Building better customer relationships and crafting more engaging and personalized experiences by tapping the prowess of this disruptive technology.
By: Sid Victor, Head of Support Services at Movate
AI’s new inflection point, generative technology, has captured the world by storm and could be the next giant leap to unleash the innovation and productivity we need. The market will reach over $109B by 2030, with a projected CAGR of 35.6%. ChatGPT’s meteoric rise is attributable to generative AI’s capability to augment human effort. Enterprises envision building better customer relationships and crafting more engaging and personalized experiences by tapping the prowess of this disruptive technology.
The Future Is Unfolding
The talk of the town is about leveraging this technology with “human-in-the-loop” workflows, automating repetitive tasks, creativity, content creation, supercharging human support, and finetuning Large Language Models (LLMs) to specific domains, enterprise use cases, and customer scenarios.
Going by a survey of global business leaders, AI foundation models will play a pivotal role in enterprise strategies over the next three to five years. An estimated 60% of IT leaders are looking to implement Generative AI. Existing tech service providers have their roadmaps chalked out to accelerate the advancement of existing AI platforms infused with Generative AI models. OpenAI has released API for accessing their flagship AI models. Vendors are exploring API integrations with the latest generative LLM models (like Stable Diffusion, DALLE-E) and are inking partnerships with the pioneers to level up their CX capabilities.
The landscape of customer support strategy is witnessing a shift as benefits of Generative AI unravel use cases with a human-centric approach. Around 95% of enterprise leaders believe generative AI is ushering in a new dawn of enterprise intelligence. The game-changing technology will likely transform CX to provide unprecedented customer delight across service operations. ChatGPT, for example, is known for being content-oriented, having deep language understanding, contextual response generation capabilities, and flexibility for open-domain conversations.
The X-Factor in Support
The critical question is this: How will the new advancement in AI outperform the present new-age technologies in a customer support context? What kind of newness does the technology deliver when measured against the yardstick of customer experience?
A piece from The Wall Street Journal cited how enterprises are leveraging the significant breakthrough in NLP to make customer service bots even smarter. Over the years, we witnessed how the journey has been from linear chatbots to cognitive, conversational AI, and now the step up with generative bots—highly adaptable and interactive agents. LLM-powered chatbots facilitate conversations and tap knowledge gleaned and retained from previous interactions.

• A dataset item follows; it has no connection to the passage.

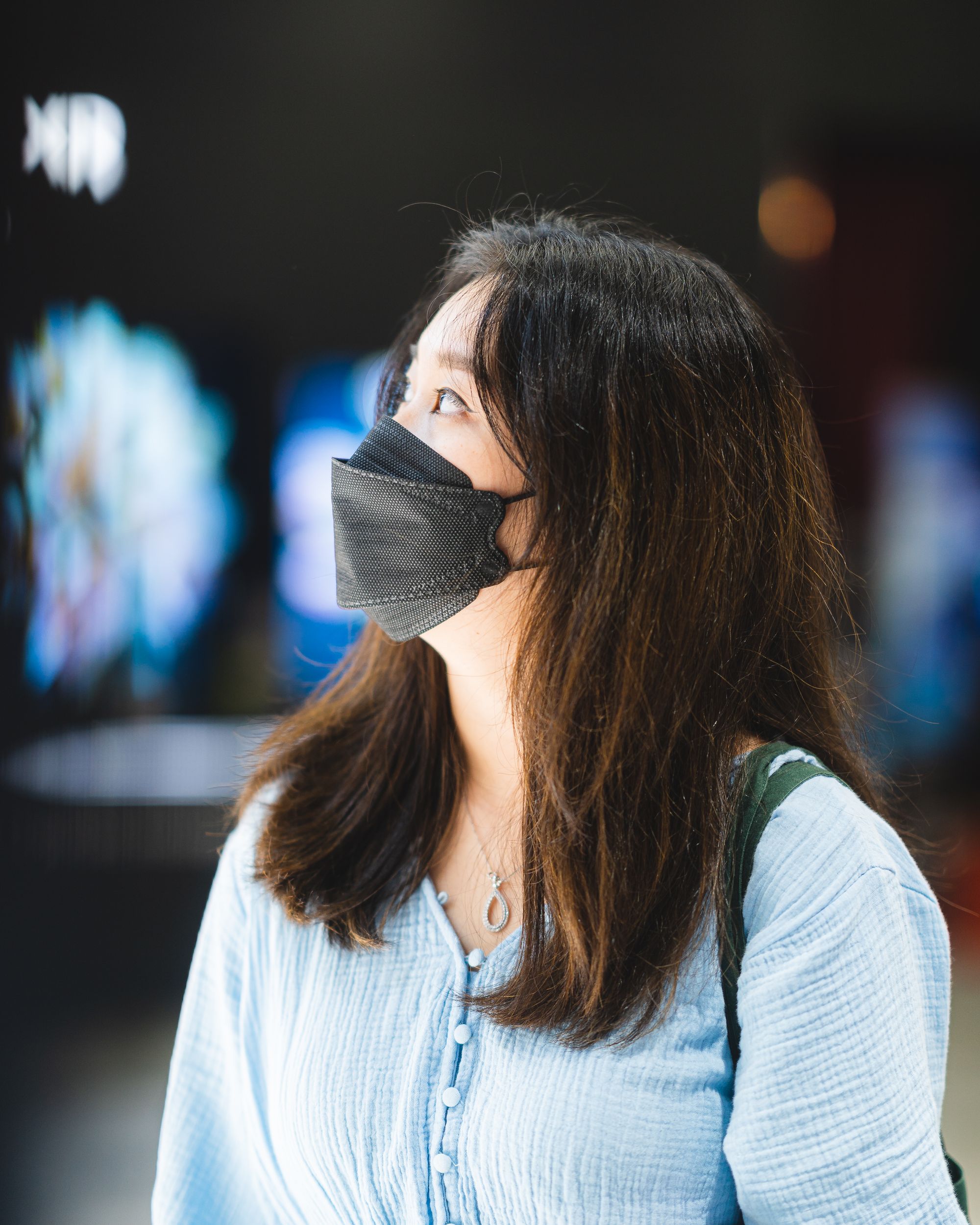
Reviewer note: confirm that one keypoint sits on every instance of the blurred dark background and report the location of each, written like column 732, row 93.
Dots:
column 214, row 220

We now enter the language proficiency era that marks the start of language-driven generative models that are proficient in tackling customer support interactions at a humanized level of maturity. Generative bots deliver supreme contextual and intricate language understanding compared to costly, rigid, manually configured FAQ chatbots that return many articles to read. The “out-of-the-box” models mine deeper into the troves of data from knowledge bases and untapped touchpoints. Automation takes a turn for the better as models deliver deep predictive intelligence and content aggregation capabilities.

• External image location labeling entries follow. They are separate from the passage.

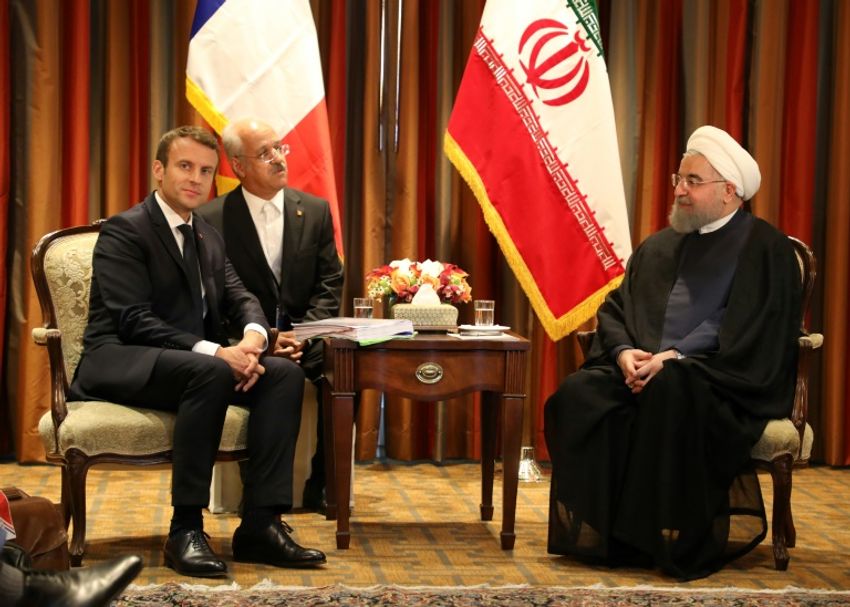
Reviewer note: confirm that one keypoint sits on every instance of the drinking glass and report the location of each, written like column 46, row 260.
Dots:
column 485, row 312
column 362, row 307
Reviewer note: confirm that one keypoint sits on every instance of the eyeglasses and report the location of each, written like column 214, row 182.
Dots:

As human agents receive assistance from co-pilots, the technology reduces manual effort. It amplifies agent experience—NPS & CSAT monitoring, extracting relevant info from multiple articles, and generating human-like summaries. Gen AI-powered solutions deepen customer engagement via multi-lingual support, next-best actions, precise recommendations, onboarding process, appointment setting, and scheduling. Decision-makers can accurately decode customer emotions and sentiments, use empathy reasoning, and topic clustering, and summarize content from various channels.

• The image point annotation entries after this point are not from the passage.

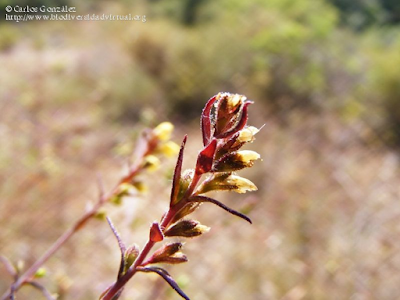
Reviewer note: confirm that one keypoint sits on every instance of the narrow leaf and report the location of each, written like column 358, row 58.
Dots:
column 165, row 275
column 122, row 248
column 206, row 120
column 156, row 234
column 177, row 173
column 206, row 158
column 240, row 124
column 223, row 206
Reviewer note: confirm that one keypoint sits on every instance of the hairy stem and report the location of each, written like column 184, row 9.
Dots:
column 120, row 283
column 81, row 222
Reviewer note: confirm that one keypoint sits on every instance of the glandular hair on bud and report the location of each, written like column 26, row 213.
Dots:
column 236, row 161
column 187, row 228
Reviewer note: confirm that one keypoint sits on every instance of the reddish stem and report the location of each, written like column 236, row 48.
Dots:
column 120, row 283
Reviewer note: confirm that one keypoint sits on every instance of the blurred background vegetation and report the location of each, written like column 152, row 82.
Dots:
column 324, row 75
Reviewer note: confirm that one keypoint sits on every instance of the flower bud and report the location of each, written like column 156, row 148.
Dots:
column 130, row 256
column 183, row 185
column 168, row 254
column 228, row 111
column 163, row 131
column 187, row 228
column 227, row 182
column 236, row 161
column 247, row 134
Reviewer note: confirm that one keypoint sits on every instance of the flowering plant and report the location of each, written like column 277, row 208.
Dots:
column 225, row 131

Deploying this technology will level up CSAT through hyper-personalized responses, broader customer reach across languages, faster resolutions, and scalability to meet expanding business needs in the future.
Be Wary of Blind Spots
A survey of IT leaders indicates that 67% are prioritizing generative AI for the next 18 months, and one-third have it as a top priority, but challenges remain. The advancement in AI is still in its nascent stages, with rapid rounds of experimentation and innovation in progress. A lot of research, validation, and testing iterations are underway.
Leaders need to be wary of the reputational risks and brand damage arising from hallucinated responses (coherent nonsense) amidst sensitive customer interactions—for example, providing a false credit card interest rate to a customer seeking information.
Brands must address biases, data privacy laws, copyright issues, human-verified output, transparency, security audits, and diverse and inclusive representative data sets through an ethical and responsible AI governance framework.
With all the buzz around the new AI arms race, clients need to ask service providers the tough questions around security, accuracy, and governance. These include:
- Are sufficient data guardrails in place?
- What’s the differentiating factor of a particular service offering? Can other vendors also replicate the results with the same API?
- Is this the “real deal” integration with a high-profile generative model or another duplicate?
- Is this LLM trained in specific domain use cases (like telecom, contact center) and possesses topic-centric grounding?
Consider domain-specific large or a small parameter set to train the LLM models for successful outcomes. Such LLM models trained on a small set of parameters would outperform larger models at less cost. Accurate, complete, unified data and enhanced cybersecurity measures are paramount for trustworthy innovation.